I have the following matrix of order four for which I have calculated the determinant using Laplace's method.
$$
\begin{bmatrix}
2 & 1 & 3 & 1 \\
4 & 3 & 1 & 4 \\
-1 & 5 & -2 & 1 \\
1 & 3 & -2 & -1 \\
\end{bmatrix}
$$
Finding the determinant gives me $-726$. Now if I check the result at Wolfram Alpha, it says the result is $-180$ (Because there are no zeros in the matrix, expand with respect to row one) so it uses only the first row to calculate the determinant of the matrix.
My question is: Why it uses only the first row to find the determinant?
Best Answer
The Laplace development can be performed with respect to any row or column.
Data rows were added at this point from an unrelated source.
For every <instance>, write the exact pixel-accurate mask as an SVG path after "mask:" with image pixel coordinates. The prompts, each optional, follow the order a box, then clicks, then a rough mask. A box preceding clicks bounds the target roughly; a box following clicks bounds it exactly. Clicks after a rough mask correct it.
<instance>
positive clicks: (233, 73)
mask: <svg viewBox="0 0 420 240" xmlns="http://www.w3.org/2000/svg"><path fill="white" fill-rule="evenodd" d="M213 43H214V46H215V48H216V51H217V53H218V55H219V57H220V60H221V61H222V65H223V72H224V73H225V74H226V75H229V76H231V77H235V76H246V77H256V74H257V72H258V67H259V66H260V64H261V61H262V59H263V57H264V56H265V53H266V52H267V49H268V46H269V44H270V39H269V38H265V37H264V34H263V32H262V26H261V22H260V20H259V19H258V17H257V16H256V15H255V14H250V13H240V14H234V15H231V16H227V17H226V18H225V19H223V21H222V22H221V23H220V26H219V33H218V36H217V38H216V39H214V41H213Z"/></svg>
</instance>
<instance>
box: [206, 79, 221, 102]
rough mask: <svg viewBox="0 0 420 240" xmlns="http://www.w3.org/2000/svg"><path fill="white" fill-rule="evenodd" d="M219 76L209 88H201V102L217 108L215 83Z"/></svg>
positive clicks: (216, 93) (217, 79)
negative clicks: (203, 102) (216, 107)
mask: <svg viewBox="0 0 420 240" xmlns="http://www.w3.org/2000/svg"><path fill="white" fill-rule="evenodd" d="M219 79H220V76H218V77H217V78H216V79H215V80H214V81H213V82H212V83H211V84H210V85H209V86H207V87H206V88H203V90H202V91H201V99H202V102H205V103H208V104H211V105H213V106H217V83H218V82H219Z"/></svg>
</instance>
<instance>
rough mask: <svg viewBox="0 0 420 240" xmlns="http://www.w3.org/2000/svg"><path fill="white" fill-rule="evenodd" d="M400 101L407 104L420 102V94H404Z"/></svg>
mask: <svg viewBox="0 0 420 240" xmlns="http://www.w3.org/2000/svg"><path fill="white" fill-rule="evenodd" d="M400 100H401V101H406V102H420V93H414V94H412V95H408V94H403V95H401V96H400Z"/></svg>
Let's see when developing with respect to the first row: \begin{align} \det\begin{bmatrix} 2 & 1 & 3 & 1 \\ 4 & 3 & 1 & 4 \\ -1 & 5 & -2 & 1 \\ 1 & 3 & -2 & -1 \end{bmatrix}={}& (-1)^{1+1}\cdot 2 \cdot \det\begin{bmatrix} 3 & 1 & 4 \\ 5 & -2 & 1 \\ 3 & -2 & -1 \end{bmatrix}+{}\\ &(-1)^{1+2}\cdot 1 \cdot \det\begin{bmatrix} 4 & 1 & 4 \\ -1 & -2 & 1 \\ 1 & -2 & -1 \end{bmatrix}+{}\\ &(-1)^{1+3}\cdot 3\cdot \det\begin{bmatrix} 4 & 3 & 4 \\ -1 & 5 & 1 \\ 1 & 3 & -1 \end{bmatrix}+{}\\ &(-1)^{1+4}\cdot1\cdot \det\begin{bmatrix} 4 & 3 & 1 \\ -1 & 5 & -2 \\ 1 & 3 & -2 \end{bmatrix} \end{align} Now you can go on by computing the determinants of the four $3\times3$ matrices with the same (or another) method. The final result is indeed $-180$.
When one row or column has many zeroes it's convenient to use that one, but any row or column can be used.